The command '|' is called a pipe since it takes the data flowing out of a command and directs it to flow into the next command, much like a pipe directing the flow of water.

For example, if you type:

ls -l
at the prompt, you will see the 'long' listing for every file in your current directory. (Note that it's the letter "L", not the number "1" that it looks like on some browsers). For example, if I ran this command in my directory for Program 44, I get:

showing 7 files, 6 of which were created in October. Names with '/' after them are directories or folders. '*' indicates files that can be executed (see Lab 6 for how to change the permissions of a file).

Let's use a pipe to count the number of files from October. First, we need to take the output from ls and direct it into a program that can find patterns. A popular one on Unix is called grep (it searches for patterns, which are also called regular expressions or 're'-- the name comes from global search for regular expressions program). Let's have it look for 'Oct':

ls -l | grep "Oct"

Note that between the ls -l and the grep "Oct" is a pipe ('|') that directs the outflow from the ls command to the inflow of the grep command:

We can use the pipe to take the output of the grep command and send it to a program that counts the number of lines. This program, wc, counts characters, words, and lines. We'll use the -l option to count lines:

ls -l | grep "Oct" | wc -l

which gives:

the number of files in the directory that were last modified.

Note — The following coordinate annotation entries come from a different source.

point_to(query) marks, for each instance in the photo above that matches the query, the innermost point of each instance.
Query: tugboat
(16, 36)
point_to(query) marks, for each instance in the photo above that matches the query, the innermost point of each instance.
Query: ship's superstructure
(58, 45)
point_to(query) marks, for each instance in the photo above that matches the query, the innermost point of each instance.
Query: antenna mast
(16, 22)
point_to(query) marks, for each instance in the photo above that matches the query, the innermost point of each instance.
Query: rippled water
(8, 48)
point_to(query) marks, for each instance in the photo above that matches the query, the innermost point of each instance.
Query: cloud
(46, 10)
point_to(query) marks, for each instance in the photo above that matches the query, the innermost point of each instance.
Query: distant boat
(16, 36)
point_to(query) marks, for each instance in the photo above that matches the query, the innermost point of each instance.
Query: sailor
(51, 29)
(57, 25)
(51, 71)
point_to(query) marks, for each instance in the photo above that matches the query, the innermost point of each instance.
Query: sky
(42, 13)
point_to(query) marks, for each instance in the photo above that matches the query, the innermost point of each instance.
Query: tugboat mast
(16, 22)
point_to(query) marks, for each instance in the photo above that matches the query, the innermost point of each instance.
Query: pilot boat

How could you make a script that counted the number of .py files in the directory?

When you have the answer, put the single line into a script. Remember to use Unix end-of-lines, since gradescope will run what you submit as a Unix script and will be very confused if you have non-Unix (i.e. Windows-style) end-of-lines. See Programming Problem List.

What's Next?

If you finish the lab early, now is a great time to get a head start on the programming problems. There's instructors to help you, and you already have Python up and running. The Programming Problem List has problem descriptions, suggested reading, and due dates next to each problem.